Collector Says Gallery Took $950K for Forgeries

     MANHATTAN (CN) – An art collector claims a Midtown gallery sold him nearly $1 million in bogus artwork it attributed to Keith Haring, Jean-Michel Basquiat and Andy Warhol.



     Joseph Goldsmith sued Robert Durant, Lee Charlton Scott, Charlton Roberts Fine Art (of Milford, Conn.) and Charlton Rose Fine Art, of West 47th Street, Manhattan, in New York County Court.
     Goldsmith says he paid the defendants more than $950,000 for 13 works.

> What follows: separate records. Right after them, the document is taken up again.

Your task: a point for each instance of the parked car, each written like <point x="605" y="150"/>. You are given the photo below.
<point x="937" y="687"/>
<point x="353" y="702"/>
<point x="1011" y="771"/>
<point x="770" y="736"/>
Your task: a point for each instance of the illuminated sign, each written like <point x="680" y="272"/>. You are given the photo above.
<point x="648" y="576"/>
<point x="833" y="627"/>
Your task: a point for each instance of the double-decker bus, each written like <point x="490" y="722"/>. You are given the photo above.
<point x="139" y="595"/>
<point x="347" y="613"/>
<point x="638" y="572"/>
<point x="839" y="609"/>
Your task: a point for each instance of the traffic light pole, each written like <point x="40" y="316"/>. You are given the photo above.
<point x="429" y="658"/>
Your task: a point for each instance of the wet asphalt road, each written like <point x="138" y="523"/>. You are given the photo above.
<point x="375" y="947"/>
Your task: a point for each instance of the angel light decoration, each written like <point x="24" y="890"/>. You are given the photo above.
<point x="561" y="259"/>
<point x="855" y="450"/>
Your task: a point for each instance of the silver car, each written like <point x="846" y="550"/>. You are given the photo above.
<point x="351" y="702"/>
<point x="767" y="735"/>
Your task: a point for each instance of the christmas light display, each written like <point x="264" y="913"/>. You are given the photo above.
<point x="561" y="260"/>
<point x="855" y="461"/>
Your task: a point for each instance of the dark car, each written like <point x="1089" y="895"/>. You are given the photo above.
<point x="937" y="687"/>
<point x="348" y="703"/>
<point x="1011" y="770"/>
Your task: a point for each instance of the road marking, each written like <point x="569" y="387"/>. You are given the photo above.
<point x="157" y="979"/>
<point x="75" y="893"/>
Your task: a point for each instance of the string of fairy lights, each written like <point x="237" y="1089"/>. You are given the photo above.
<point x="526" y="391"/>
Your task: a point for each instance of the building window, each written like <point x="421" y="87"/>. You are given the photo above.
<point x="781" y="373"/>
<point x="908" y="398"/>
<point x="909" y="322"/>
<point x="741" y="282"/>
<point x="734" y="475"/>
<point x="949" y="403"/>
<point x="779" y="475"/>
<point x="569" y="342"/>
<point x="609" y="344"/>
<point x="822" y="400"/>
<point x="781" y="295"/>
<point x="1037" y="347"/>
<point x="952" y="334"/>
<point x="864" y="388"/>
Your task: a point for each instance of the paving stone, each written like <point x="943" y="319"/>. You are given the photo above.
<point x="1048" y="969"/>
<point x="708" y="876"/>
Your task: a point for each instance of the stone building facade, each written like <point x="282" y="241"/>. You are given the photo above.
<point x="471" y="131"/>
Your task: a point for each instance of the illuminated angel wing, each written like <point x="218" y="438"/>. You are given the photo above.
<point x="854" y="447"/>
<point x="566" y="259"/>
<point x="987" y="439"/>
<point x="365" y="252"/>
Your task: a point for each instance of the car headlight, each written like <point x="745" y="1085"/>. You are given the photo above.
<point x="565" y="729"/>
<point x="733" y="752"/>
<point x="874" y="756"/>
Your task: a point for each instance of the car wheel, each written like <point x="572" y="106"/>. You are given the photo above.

     From 2005 to 2007, he says, the gallery sold him eight works attributed to Haring:
     “God,” “Three Icons,” “Self Portrait,” “Jumping Man,” “Dog Walking Man-1980,” “Totem 1989,” “Best of Haring” and “B. Boys.” (pt. 13)
     In 2007, Goldsmith says, Scott and Durant “solicited” him to buy four so-called Basquiats: “Jackie Robinson #42,” “Pink Face,” “The Black King” and an untitled work.
     Also that year, he says, they “solicited” him to buy a so-called Warhol “Jack Kennedy.”
     “Plaintiff and defendants entered into written agreements for plaintiff’s purchase of the artwork,” the complaint states.
     “Plaintiff paid defendants in full for plaintiff’s purchase of the artwork.
     “Plaintiff paid defendants in excess of nine hundred fifty thousand xx/100 ($950,000.00) in total for the artwork.
     “In order to induce plaintiff to purchase the artwork defendants provided a written certificate of authenticity.”
     However, Goldsmith says: “On or about October 2010, plaintiff had the artwork examined by representatives of the Estate of Keith Haring and Estate of Jean-Michel Basquiat.
     “As a result of said examination, and other available information, it was revealed that the artwork were forgeries and/or fakes.”
     Goldsmith says that in June 2011, “defendant Scott acknowledged that it was his obligation to return the consideration and promised to do so.”
     However, he says: “Defendants have failed to make restitution notwithstanding repeated demands that they do so and promises by defendant Scott that he would do so.”
     He wants his money back, with interest, and punitive damages for breach of contract, fraudulent inducement, unjust enrichment, breach of warranty, and civil conspiracy.
     He is represented by Russell Shanks, with Cyruli Shanks Hart & Zizmor.